With less than three months to go the thoughts of Kevin Shine the coach at Somerset County Cricket Club are clearly focussed upon the new cricket season that gets underway on April 12th.
One aspect of the game that the coach is currently applying himself to is the new `Twenty 20' cricket competition that is being introduced in mid-summer this year in place of the early season Benson and Hedges Cup.
Looking ahead to the new competition, during a break from his individual training sessions at the County Ground Kevin Shine told me: "Twenty 20 is going to blow cricket out of the water, because it is a completely new format of the game that we currently play and there will be some amazing changes. The bowlers will have to bowl differently, the batsmen will be playing some innovative shots and there will be some very different fielding techniques."

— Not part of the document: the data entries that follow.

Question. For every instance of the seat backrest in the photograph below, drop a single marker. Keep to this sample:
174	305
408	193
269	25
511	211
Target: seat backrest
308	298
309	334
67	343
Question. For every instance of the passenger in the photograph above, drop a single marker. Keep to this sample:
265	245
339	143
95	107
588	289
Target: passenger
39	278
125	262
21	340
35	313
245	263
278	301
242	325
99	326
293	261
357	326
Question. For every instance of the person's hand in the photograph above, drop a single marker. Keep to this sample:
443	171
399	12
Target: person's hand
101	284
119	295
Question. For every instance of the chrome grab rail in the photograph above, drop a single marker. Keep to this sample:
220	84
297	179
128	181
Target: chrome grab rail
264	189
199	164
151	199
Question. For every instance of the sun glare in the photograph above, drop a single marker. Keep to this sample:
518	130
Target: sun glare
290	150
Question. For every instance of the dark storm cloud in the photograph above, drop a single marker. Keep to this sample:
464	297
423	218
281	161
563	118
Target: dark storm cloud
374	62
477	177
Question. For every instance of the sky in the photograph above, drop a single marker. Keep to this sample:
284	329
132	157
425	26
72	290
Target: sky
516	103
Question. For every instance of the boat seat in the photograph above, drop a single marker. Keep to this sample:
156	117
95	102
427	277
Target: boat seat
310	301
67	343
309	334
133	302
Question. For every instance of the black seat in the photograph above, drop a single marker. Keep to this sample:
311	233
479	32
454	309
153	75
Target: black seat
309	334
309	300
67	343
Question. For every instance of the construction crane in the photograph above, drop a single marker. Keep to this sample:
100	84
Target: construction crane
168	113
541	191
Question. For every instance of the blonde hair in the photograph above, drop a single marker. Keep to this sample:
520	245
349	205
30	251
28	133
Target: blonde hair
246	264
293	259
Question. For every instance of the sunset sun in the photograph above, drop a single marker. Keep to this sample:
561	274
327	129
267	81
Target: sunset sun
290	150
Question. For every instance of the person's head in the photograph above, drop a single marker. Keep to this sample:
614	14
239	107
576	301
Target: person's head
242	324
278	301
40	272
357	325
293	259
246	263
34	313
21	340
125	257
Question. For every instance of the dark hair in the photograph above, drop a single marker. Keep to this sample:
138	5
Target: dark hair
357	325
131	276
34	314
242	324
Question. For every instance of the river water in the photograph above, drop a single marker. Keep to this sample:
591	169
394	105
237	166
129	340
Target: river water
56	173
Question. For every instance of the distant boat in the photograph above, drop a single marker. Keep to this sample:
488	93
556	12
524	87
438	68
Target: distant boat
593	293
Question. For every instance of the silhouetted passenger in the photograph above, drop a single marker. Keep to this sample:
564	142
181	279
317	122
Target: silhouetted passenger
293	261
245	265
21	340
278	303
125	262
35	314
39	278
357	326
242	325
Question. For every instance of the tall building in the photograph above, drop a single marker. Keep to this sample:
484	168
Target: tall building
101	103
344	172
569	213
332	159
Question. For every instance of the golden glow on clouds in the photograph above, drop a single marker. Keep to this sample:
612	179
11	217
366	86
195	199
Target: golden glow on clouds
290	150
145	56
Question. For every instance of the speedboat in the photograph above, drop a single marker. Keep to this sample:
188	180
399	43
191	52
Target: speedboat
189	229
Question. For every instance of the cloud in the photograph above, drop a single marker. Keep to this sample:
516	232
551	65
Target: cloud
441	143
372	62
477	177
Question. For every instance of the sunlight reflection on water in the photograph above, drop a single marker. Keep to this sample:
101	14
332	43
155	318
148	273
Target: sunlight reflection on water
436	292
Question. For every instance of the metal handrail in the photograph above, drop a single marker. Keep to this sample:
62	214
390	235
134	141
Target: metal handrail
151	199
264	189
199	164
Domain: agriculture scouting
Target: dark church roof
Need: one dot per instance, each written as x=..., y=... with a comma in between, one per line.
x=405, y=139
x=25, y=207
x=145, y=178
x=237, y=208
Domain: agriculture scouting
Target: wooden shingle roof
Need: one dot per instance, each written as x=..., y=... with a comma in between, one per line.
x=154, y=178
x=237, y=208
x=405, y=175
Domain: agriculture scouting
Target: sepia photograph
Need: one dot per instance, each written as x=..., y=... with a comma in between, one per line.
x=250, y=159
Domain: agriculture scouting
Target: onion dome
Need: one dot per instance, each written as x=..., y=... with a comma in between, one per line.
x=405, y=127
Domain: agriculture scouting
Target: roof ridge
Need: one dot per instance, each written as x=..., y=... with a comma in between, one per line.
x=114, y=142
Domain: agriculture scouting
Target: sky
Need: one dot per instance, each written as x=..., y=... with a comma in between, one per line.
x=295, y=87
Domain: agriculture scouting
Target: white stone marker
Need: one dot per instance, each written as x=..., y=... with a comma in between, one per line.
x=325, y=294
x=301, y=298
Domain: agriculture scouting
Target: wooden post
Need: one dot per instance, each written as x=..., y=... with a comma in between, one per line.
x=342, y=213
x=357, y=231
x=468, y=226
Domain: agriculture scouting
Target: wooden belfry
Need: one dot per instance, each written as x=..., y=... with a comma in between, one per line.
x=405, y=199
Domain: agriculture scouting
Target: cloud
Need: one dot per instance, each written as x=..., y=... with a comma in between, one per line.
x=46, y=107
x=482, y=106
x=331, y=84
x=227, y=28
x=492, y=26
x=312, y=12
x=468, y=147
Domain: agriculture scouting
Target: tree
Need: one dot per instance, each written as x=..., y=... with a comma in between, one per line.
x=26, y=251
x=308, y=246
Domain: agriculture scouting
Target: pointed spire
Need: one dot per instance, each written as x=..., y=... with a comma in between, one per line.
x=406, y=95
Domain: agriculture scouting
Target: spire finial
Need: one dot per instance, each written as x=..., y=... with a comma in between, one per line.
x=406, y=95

How was he going to prepare the players for the new competition. He told me: "Twenty 20 cricket is adding a totally new dimension to our pre-season training, because nobody has played it before. We are planning to go into a session and leave it to the players. We will go into the nets, pick two sides and film it on Cric-Stat. We will then go away and analyse the footage and from that we will formulate a plan."
He continued: " For all of us it will be a discovery learning session, and for many of us it will almost be like going back to our schoolboy roots when we played 20 over cricket. We want the players to go into this competition with their eyes wide open."
The coach added: "I don't see that Twenty 20 will affect the player's skills for normal cricket because the competition is being packaged into a short space of time in the middle of the season, so they will be able to switch it on and then off."
Somerset captain Mike Burns is certainly looking forward to the new competition. He told me: " Twenty 20 cricket should be a lot of fun for everyone, and for us it is another competition that we can win so we will certainly be up for it. It will be a good entertainment for the crowds, because it will be very quick with all aspects of the game condensed into a short space of time."